Follow-up post: Looking around my city, I think we have these bikes too, although they haven’t become near-refuse as pictured in the videos. At least not in the parts of the city I frequent. The program may not have been going on as long here.
The bikes I mentioned earlier are provided by the city government.
Amsterdam has an enormous number of bikes, but not the 9 million that Katie Melua claims (though there might be 9 million bicycles in the Randstad, the megalopolis that Amsterdam is part of), and it has some spectacular bike parking facilities, but it doesn’t have free public bikes, exactly because nobody would return them.
Most famously, in the 1960s there was a proposal for het “Witte Fietsenplan” (Witte fietsenplan — Hart Amsterdammuseum). Rental bikes do exist of course, and there have been plenty of proposals for public bike systems with some sort of deposit, but I don’t know if those every got anywhere. I never see them anywhere.
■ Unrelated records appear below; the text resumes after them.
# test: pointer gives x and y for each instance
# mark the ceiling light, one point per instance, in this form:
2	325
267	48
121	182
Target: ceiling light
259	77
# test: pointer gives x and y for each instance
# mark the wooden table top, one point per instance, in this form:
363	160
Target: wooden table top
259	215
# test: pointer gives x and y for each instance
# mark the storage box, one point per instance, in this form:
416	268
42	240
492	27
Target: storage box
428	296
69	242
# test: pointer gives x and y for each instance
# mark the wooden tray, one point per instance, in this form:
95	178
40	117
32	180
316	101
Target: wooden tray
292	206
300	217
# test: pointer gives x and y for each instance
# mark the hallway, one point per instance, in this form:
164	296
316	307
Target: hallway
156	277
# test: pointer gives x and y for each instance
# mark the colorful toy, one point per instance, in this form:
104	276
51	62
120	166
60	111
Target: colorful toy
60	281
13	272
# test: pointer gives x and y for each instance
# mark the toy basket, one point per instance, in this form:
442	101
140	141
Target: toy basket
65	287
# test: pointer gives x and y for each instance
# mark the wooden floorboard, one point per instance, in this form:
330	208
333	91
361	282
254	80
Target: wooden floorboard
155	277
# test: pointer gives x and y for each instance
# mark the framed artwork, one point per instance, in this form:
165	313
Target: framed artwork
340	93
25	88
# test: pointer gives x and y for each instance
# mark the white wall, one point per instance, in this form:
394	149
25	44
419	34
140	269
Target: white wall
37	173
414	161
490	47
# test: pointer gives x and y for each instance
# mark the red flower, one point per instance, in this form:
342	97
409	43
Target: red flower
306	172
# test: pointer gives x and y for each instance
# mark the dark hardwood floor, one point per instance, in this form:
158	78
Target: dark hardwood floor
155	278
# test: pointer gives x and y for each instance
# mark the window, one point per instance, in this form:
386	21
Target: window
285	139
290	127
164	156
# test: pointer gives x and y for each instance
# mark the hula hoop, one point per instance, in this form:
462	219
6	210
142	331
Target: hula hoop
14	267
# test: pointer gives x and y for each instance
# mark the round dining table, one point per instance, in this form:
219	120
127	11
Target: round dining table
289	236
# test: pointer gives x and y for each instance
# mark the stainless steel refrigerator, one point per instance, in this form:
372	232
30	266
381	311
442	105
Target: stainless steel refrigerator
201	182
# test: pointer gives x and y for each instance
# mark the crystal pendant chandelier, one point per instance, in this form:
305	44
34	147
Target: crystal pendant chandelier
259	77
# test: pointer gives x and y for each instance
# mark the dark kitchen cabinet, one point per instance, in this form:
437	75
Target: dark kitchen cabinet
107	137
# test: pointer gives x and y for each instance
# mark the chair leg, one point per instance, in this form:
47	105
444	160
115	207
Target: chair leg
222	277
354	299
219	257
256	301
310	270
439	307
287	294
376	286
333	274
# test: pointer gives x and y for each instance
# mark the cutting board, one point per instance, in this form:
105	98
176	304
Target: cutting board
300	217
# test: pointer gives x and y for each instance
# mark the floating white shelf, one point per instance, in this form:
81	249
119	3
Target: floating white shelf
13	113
I can think of two possibilities. One is that the city authorities have come to think of the bikes as litter and would prefer to just keep them locked up in one area rather than pollute the streets again. The other possibility is that the bikes are in service, but the companies managing the bikes have no incentive to distribute them around the city again, and the potential riders don’t bother getting them out of the (possibly remote) corral. After all, according to the article, there are still a lot of bikes out there.